Last month I introduced the idea of a game of musical chairs, where employers added or took away chairs, and employees tried to best allocate themselves among the chairs. Because of the pandemic, there are several million fewer players trying to sit in those chairs. As a result, wages have continued to increase sharply, as employers attempt to attract potential employees to sit in the empty chairs. This pattern continued in December.
Layoffs and discharges (violet, right scale in the graph below) decreased 140,000 to 1.169 million, yet another new record low. Total separations (blue) declined 305,000 to 5.900 million:
Essentially, nobody is getting laid off.
Meanwhile, job openings (blue in the graph below) increased 150,000 to 10.925 million, a little below the July peak of 11.098 million. Openings have been basically steady for the past 6 months at record high levels. Voluntary quits (the “great resignation,” gold, right scale) declined -161,000 from November’s record high to 4.338 million. Actual hires (red) declined -333,000 to 6.263 million, significantly below the June high of 6.827 million:
Hires and quits are in line with the relatively modest employment gains in the past few months compared with earlier in the year.
In summary, we continue to have near-record high job openings and quits, record low layoffs, with still-strong total separations, and slightly fading hires. Once again, little progress is being made towards establishing a new equilibrium.
As a result, wages continue to soar. Let me debut a new graph that I think shows the dynamic better than I have before.
Below I show job openings divided by actual hires (blue, right scale). This gives me the rate at which openings are above or below hires, where 1.0 represents the level at which the number of openings and hires are equal. As you can see, this rate increases as expansions go on, and in the last 18 months has repeatedly made new all-time highs.
YoY wage gains for non-managerial workers (red, left scale) are a “long lagging” indicator, typically turning up well after an expansion is underway, and typically when the U-6 underemployment rate falls below about 9.0% (we’re at 7.3% now, the lowest except for the late 1990s tech boom and during 2019):
The result is that, as the rate of job openings for each hire has completely blown through prior highs almost every month in the past year, wage growth has responded by similarly spiking to the upside, to nearly 6% YoY.
So long as the shortfall in available workers to fill openings persists, potential employers will have to continually offer more compensation to attract applicants. In other words, wages will continue to rise until the potential employer can no longer make any profit off the potential employee for that job.
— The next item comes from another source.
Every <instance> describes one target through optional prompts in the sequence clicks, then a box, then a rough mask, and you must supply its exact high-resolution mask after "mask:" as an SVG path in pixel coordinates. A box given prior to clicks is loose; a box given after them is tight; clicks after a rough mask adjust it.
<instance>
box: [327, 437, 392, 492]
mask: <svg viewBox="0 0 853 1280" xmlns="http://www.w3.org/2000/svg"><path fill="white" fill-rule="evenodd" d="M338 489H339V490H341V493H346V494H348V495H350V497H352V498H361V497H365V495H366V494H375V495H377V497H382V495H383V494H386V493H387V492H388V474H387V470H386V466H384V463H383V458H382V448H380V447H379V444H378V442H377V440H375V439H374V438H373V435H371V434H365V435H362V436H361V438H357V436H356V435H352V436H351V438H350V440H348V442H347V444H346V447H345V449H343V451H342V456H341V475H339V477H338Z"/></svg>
For the past several months, I have speculated that, in order for the situation to resolve, the first thing I want or expect to see is a further increase in monthly hiring. At the same time, or shortly thereafter, I would expect to see a significant decline in voluntary quits.
But this increase in hiring is only going to occur if potential employees feel safe returning to work. And that hasn’t happened with Omicron raging, and it won’t happen until more people feel the pandemic is abating. Until then, no dice.